Ignoring Starmer's request for an assessment of the impact of the move on infection rates, Johnson accused the Labour leader of wanting to "cancel Christmas."
But there are signs of mixed messages from the devolved governments of Wales and Scotland. Scotland's First Minister Nicola Sturgeon is to issue advice that families should only meet on one day and not stay overnight in someone else's home if they can avoid it. While her Welsh counterpart, Mark Drakeford, said his government's advice is that no more than two households should mix.
The move to allow households to form "bubbles" over Christmas has been coming under intense pressure as cases rise in many parts of the UK. A nationwide opinion poll by Kantar found that 50 percent of people oppose the move, with only 40 percent backing it.
Starmer said Johnson's three-tier system of restrictions had failed to control the virus, pointing out that cases are up in three-quarters of areas in the second tier. London and some surrounding areas have moved from Tier 2 to Tier 3 as of Wednesday morning, after a sharp rise.

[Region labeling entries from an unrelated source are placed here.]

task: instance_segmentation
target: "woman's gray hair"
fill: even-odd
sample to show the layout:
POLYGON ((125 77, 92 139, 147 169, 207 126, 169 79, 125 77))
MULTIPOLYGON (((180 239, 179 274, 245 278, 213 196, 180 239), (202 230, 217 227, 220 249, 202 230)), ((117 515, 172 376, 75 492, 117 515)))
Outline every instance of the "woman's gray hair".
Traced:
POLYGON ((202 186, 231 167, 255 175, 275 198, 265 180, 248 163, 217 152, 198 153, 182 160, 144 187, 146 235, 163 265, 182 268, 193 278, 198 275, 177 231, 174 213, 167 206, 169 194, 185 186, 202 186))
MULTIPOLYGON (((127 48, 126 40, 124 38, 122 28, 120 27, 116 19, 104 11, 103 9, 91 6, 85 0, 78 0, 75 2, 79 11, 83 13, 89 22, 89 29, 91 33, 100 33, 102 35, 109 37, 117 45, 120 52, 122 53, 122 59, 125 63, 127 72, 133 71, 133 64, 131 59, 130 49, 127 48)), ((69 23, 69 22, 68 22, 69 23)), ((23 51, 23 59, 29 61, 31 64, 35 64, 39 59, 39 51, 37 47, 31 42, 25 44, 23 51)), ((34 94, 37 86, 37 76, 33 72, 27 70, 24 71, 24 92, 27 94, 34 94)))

In what will be the last prime ministerial question-and-answer session of the year, Starmer accused Johnson of being slow to respond at the start of the pandemic and asked why the UK was ending the year with one of the highest COVID-19 death tolls in Europe and the worst recession.
Johnson responded by saying Britain had been first to approve a vaccine. He added that 138,000 people have so far been given the Pfizer-BioNTech vaccine in the UK since the roll-out began last week.